The atlas argument --jobs now becomes the number of jobs simultaneously submitted to the cluster system. You can set this as high as 99 if your colleagues don’t mind you over-using the cluster system.

Single machine execution

If you dont want to use the automatic scheduling you can use atlas on a single machine (local execution) with a lot of memory and threads ideally. In this case I recommend you the following options. The same applies if you submit a single job to a cluster running atlas.

Atlas detects how many CPUs and how much memory is available on your system and it will schedule as many jobs in paralell as possible. If you have less resources available than specified in the config file, the jobs are downscaled.

By default atlas will use all cpus and 95% of all the available memory. If you are not happy with that, or you need to specify an exact ammount of memory/ cpus you can use the comand line arguments --jobs and --max-mem to do so.

Cloud execution

Atlas, like any other snakemake pipeline can also easily be submitted to cloud systems. I suggest looking at the snakemake doc. Keep in mind any snakemake command line argument can just be appended to the atlas command.

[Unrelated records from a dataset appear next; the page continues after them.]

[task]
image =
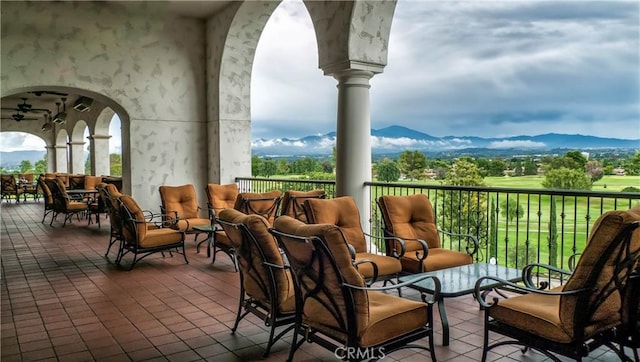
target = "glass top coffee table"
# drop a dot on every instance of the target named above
(459, 281)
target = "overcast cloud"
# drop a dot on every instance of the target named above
(469, 68)
(460, 68)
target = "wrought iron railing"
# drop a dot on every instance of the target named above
(514, 226)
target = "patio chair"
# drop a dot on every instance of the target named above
(264, 204)
(47, 196)
(266, 287)
(586, 312)
(343, 212)
(292, 202)
(62, 203)
(180, 205)
(29, 186)
(141, 240)
(628, 335)
(411, 219)
(9, 187)
(334, 306)
(220, 197)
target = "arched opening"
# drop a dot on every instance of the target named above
(22, 153)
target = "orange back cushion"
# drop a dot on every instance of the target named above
(180, 199)
(340, 211)
(410, 217)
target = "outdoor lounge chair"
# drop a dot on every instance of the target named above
(411, 219)
(336, 309)
(266, 287)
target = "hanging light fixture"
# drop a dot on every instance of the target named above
(61, 117)
(47, 126)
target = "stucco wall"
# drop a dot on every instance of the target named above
(149, 68)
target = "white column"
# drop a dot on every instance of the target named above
(51, 158)
(353, 139)
(61, 159)
(76, 153)
(100, 160)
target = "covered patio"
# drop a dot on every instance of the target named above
(63, 300)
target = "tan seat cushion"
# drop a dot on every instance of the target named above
(391, 316)
(534, 313)
(188, 224)
(160, 237)
(386, 265)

Useful command line options

Atlas builds on snakemake. We designed the command line interface in a way that additional snakemake arguments can be added to an atlas run call.

For instance the --profile used for cluster execution. Other handy snakemake command line arguments include:

--keep-going, which allows atlas in the case of a failed job to continue with independent steps.

--report, which allows atlas to generate a user-friendly run report (e.g., by specifying --report report.html). This report includes the steps used in the analysis workflow and the versions of software tools used at each step. See discussions #523 and #514.

For a full list of snakemake arguments see the snakemake doc.